I recently wrote a fairly complex C++ meta function that boils down to:
template <size_t N, typename val>
struct Rec {
using type = typename std::conditional<N == 0,
val,
typename Rec<N - 1, val>::type>::type;
};
Both Clang and G++ barf on this type of recession, stating that, “Template instantiation depth exceeds maximum of X”. I quickly rewrote the program and fixed the problem, but it got me thinking about the evaluation strategy of C++ template parameters.
Is there anything in the C++ standard that would prevent templates from using call by need evaluation of template parameters, or is this limitation purely an implementation defect?
2
To instantiate std::conditional<N==0, val, typename Rec<N-1, val>::type>, the compiler needs to prove that both val and Rec<N-1, val>::type evaluate to a type and that N==0 evaluates to a constant expression that can be used in a boolean context.

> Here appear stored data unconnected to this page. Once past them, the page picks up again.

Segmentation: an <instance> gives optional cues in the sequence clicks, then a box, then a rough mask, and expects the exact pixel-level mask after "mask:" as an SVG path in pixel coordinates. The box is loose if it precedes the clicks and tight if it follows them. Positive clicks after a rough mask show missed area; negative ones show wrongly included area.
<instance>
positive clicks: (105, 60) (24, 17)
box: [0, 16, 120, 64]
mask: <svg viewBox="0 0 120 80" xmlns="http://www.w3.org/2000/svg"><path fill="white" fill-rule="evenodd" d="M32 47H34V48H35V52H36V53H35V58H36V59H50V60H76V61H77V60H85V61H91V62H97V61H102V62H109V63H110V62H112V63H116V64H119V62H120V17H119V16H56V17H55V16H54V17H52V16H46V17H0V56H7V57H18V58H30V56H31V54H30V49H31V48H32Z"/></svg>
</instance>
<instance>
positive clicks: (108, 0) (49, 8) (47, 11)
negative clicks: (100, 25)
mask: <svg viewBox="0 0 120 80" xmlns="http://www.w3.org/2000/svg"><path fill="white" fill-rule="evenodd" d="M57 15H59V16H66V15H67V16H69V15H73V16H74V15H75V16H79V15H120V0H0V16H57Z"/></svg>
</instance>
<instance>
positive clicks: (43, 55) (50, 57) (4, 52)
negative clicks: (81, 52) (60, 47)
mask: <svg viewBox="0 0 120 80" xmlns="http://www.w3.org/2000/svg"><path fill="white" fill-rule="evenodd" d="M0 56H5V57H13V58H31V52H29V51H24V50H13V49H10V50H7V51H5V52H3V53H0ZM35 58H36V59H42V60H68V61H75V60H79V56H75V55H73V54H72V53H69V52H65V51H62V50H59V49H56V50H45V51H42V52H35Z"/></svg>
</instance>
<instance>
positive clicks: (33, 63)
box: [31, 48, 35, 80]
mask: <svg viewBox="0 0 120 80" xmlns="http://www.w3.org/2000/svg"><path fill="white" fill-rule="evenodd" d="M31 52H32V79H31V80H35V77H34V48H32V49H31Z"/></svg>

If those conditions are not met, then the program is not well-formed and requires a diagnostic.
It is also only after evaluating the template arguments that the compiler can start looking for specializations that match, because for all the compiler knows, there might be a specialization of std::conditional for the parameters true,val,Rec<-1,val>::type that is more specialized than the default one for std::conditional<true, T, F>.
This is also why you need a specialization of Rec to stop the recursion: The condition used in std::conditional is only checked after the recursion has run its course and hit a terminating condition.
The compiler would be perfectly happy if you added the specialization
template <class val>
class Rec<-42, val> {
typedef void type;
};
and give you the expected results (even if val != void).